Blackhawks’ ‘generous’ defense vexes Joel Quenneville
By Adam L. Jahns email@example.com November 20, 2011 10:30PM
The Hawks have given up 14 goals, including this one that got by Corey Crawford on Saturday, in the last two games. | AP
Updated: December 22, 2011 8:16AM
EDMONTON, Alberta — Win or lose, Blackhawks coach Joel Quenneville typically judges his team by its defense.
He looks at the Hawks’ defensive positioning up front and on the blue line, the type and amount of opposition scoring chances and how much time the Hawks spend in the offensive end.
So while the Hawks’ humiliating 9-2 loss Saturday against the Oilers in frigid Edmonton didn’t look good on any front, in Quenneville’s mind it probably seemed like Armageddon.
“All I can say is that all the goals that we were giving up [Saturday] and in our losses are preventable,” forward Patrick Sharp said. “We know that. Our coaches know that. It’s on us as players to prevent them.”
Inconsistent special teams notwithstanding, the Hawks getting outscored 28-7 in their six regulation losses is probably the most troubling aspect of what has been a pretty good start overall.
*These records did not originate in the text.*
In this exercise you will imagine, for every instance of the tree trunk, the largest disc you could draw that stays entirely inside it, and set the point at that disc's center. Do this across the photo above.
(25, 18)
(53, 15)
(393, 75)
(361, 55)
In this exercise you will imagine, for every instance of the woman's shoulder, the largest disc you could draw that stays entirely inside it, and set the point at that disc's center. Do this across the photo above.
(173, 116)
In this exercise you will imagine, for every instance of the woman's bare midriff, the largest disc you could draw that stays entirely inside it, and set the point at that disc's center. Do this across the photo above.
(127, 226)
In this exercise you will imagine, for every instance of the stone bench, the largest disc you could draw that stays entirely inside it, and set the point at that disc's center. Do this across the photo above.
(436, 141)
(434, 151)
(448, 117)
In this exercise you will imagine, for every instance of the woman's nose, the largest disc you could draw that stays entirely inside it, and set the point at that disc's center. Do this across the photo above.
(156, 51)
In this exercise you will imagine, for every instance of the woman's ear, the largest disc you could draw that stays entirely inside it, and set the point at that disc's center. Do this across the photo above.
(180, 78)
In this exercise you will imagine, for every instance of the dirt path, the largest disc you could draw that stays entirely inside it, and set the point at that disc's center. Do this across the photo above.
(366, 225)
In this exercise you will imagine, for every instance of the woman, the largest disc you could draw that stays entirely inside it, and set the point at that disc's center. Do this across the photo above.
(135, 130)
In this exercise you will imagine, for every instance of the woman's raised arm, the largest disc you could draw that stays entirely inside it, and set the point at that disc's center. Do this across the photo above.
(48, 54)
As Quenneville likes to say, the Hawks have a tendency to be “generous” defensively, seeming to prefer to go back and forth with opponents in some games. Things snowball on them when they’re irresponsible defensively and force things offensively. Their last two games in Edmonton and Calgary have been prime examples.
“We all just need to focus on committing to playing the right way — the way we know how to play,” defenseman Duncan Keith said. “We can be better. It’s embarrassing, the last two games.”
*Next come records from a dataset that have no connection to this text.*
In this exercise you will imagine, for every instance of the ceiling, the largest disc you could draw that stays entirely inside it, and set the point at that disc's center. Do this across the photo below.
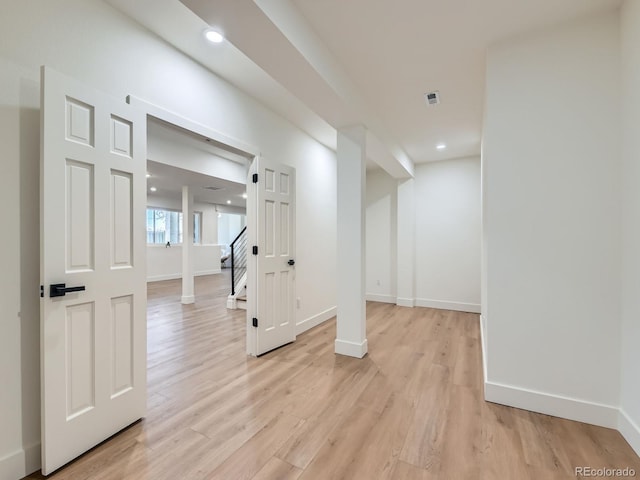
(168, 181)
(334, 63)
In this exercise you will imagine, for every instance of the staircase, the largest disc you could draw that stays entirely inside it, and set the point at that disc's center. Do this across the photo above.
(238, 297)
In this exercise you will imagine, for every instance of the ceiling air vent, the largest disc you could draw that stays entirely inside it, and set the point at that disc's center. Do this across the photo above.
(432, 98)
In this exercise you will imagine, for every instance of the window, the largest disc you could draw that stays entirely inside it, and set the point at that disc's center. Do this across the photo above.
(166, 226)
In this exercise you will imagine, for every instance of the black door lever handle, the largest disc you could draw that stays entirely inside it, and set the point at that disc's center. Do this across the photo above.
(61, 289)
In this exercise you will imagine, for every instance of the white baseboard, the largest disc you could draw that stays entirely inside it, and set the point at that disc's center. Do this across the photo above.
(21, 463)
(315, 320)
(405, 302)
(629, 430)
(374, 297)
(351, 349)
(176, 276)
(202, 273)
(457, 306)
(555, 405)
(187, 299)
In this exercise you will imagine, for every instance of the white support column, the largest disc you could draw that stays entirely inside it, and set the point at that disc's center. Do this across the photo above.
(351, 320)
(187, 246)
(406, 243)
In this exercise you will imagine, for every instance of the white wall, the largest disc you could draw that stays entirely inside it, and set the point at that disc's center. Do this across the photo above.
(92, 42)
(446, 221)
(229, 227)
(551, 181)
(165, 263)
(209, 227)
(381, 228)
(630, 393)
(448, 234)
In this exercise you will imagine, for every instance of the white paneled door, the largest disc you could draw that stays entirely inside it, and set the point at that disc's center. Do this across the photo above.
(93, 310)
(275, 263)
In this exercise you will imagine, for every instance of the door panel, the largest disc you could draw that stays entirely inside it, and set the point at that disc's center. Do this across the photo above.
(93, 195)
(276, 247)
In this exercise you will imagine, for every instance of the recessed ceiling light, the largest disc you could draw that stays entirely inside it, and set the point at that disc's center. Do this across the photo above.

Quenneville and Jonathan Toews wondered whether the Hawks felt they were better than they actually were after their four-game winning streak, looked past Calgary and Edmonton and left the door open for poor play.
“We know our effort has to be way better,” Toews said. “The way we played [Saturday] and [Friday] night is unacceptable. . . . I don’t know what it is, if we think that we’re better than we actually are and we think we can just go out there and play, and we’re going to pick up two points every night. We’re absolutely wrong there.”
Fingers will be pointed at Keith for his minus-8 rating over the last two games, and he took full responsibility after both losses. But getting outscored 14-4 in back-to-back games goes beyond one player. Against the Oilers, there were slow feet in the neutral zone, a lack of a sustained forecheck and no pulse on the penalty kill.
All of it deals with a lack of a commitment to defense.
“Collectively as a team, our system, we’ve got to tighten it up: [penalty kill], ‘D’-zone coverage and defending on the rush,” Quenneville said. “I’m not worried about the offense. It’s how we play without the puck. We have to get some pride back in our game, and it’s how we play without the puck.”